El viejo le desagradó enseguida.
Apestaba a miedo y desesperación. Pero estaba dispuesto a pagarle una generosa
suma por sus “servicios”, así que ocultó su desprecio.
Su trabajo casi siempre consistía
en ensuciarse las manos por alguien más, personas sin valor que temblaban ante
la idea de derramar sangre ajena con sus propias manos. Era un negocio
lucrativo, pero no era la paga la que motivaba sus acciones, sino la emoción de
extinguir una vida. Por supuesto, jamás lo admitiría. Por alguna razón sus
clientes consideraban que un psicópata no sería un buen profesional. Allá
ellos.
- Quiero que encuentre a la cosa
responsable de la muerte de mi yerno y la desaparición de mi hija, y la
destruya. Y si mi hija sigue con vida, quiero que la devuelva a mi lado. ¿Entendió,
Lugones?
¿Cosa?
Interesante elección de palabras.
- Por supuesto, señor. ¿Tiene
idea de quién puede ser el responsable?
- No, pero hay un patrón. Mi hija
no es la única desaparecida. De hecho, es la quinta víctima. Todas están
emparentadas en algún grado con mi familia.
Ahora
entiendo su miedo, no es el destino de su hija lo que lo preocupa, sino el
suyo…
- Ya veo. De casualidad, ¿tendría
una lista de las personas que cumplan con ese patrón?
El viejo se limitó a abrir un
cajón y alcanzarle unos papeles.
- Cuando termine su trabajo,
quiero que me traiga el cuerpo del responsable. Y una cosa más: tenga cuidado,
tal vez este asunto sea más peligroso de lo que parece en principio…
¿Qué
demonios quiso decir con eso?
No importaba, tal vez este fuese un trabajo divertido.
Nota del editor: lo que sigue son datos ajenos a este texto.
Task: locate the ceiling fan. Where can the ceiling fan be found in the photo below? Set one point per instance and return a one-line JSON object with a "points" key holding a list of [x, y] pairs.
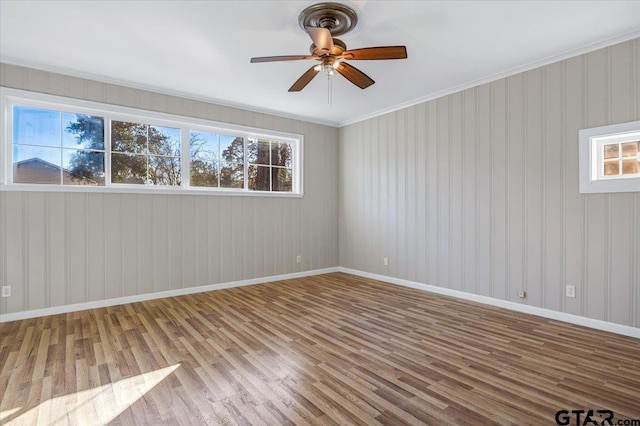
{"points": [[322, 22]]}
Ya estaba harto de
lidiar con ovejas que marchaban tranquilas al matadero.
Al día siguiente estaba con su
selecto equipo en el pueblo donde se habían producido los crímenes. Rodríguez
había hecho un excelente trabajo reuniendo toda la información disponible sobre
el caso.
Mientras recorría las fotos de
las escenas del crimen, no puedo evitar pensar que eran obra de un animal
salvaje y no de un loco.
Las parejas de las mujeres
desaparecidas (cuando las tenían) estaban completamente despedazados, y en
algunos casos, parcialmente devorados. Parecía que en medio de la tarea, al
atacante le hubiese dado hambre. Lugones rió ante ese pensamiento.
La policía no había dado pie con
bola, y los medios se estaban haciendo el veranito con el caso. Por supuesto,
el testimonio de uno de los vecinos había contribuido a esto. Según él, el
responsable de esta masacre era un yaguareté. Uno que no temía adentrarse
dentro de un pueblo bastante poblado, que era imposible de rastrear y que por
alguna razón secuestraba a mujeres de una misma familia. Sí, claro. No ayudaba mucho a la credibilidad del testigo el hecho
de que era un reconocido borrachín en el pueblo.
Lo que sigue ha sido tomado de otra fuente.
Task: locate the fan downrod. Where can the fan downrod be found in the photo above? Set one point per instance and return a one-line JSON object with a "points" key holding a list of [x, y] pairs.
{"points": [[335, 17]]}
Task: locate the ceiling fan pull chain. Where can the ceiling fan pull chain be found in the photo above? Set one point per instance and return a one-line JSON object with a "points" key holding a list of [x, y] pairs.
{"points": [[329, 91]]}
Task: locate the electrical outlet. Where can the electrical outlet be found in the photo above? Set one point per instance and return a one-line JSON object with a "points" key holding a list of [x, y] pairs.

Igualmente, decidió que no perdía
nada con hablar con él. Fingiendo ser un periodista, concretó una entrevista en
el bar que este frecuentaba.
Llegó tarde, para fastidio de
Lugones. Tampoco despertó su simpatía con su aspecto descuidado.
- Sé lo que piensa, que estoy
loco. Tal vez sea el único verdaderamente cuerdo en este pueblo como para
reconocer la verdad.
- ¿Y cuál sería esa verdad?
- Que estos crímenes no fueron
cometidos por una persona común y corriente. El responsable es un yaguareté-aba.
Un hombre yaguareté.
Lugones hizo un esfuerzo enorme
por no estallar en carcajadas. Miró fijamente al hombre, evaluándolo. No
importaba lo desquiciado de sus argumentos, el hombre estaba seguro de lo que
decía.
- Interesante. ¿Le importaría
desarrollar su argumento?
- ¿Eh, me cree?
- Creo que está convencido de que
es verdad…
- Bien, le contaré un secreto.
Todas las víctimas están relacionadas.
Así que lo
sabías.
- ¿En serio? No disponía de esa
información. Así que los crímenes no son al azar…
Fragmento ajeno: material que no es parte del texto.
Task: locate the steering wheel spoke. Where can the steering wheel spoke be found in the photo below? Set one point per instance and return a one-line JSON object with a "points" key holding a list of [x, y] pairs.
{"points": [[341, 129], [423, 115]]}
- No, todas las víctimas están
vinculadas con la familia Salazar. Y escuche esto: hace cosa de un siglo y
medio, los Salazar despojaron de sus tierras a los aborígenes que vivían aquí.
Hubo bastantes muertos, y los viejos que aún viven dicen que algunos de los
sobrevivientes juraron vengarse. También afirman que algunos de ellos podían
transformarse en yaguaretés a voluntad.
- Y usted piensa que estos
crímenes tienen relación con esa leyenda, por llamarla de alguna manera.
- Lo cierto es que no es la
primera vez que pasa.
- ¿Eh?
- Cada veinte o treinta años los
hombres de la familia Salazar son asesinados y las mujeres son raptadas. Ellas
jamás reaparecen… Posiblemente, esta sea la última vez que suceda. Ya
prácticamente no quedan miembros de esa familia.
¿Era por
eso que el viejo Salazar estaba asustado?
- Bueno, gracias por su tiempo.
- Espere, todavía no le dije como
detener a esa criatura. Hay que dispararle con balas bendecidas o decapitarla
con un machete también bendecido.
- Ok, gracias por la información.
Borracho de
mierda…
A pesar de sus desvaríos, la
información era correcta, como comprobó Rodríguez más tarde. Curiosamente,
prácticamente no existía información sobre los casos anteriores.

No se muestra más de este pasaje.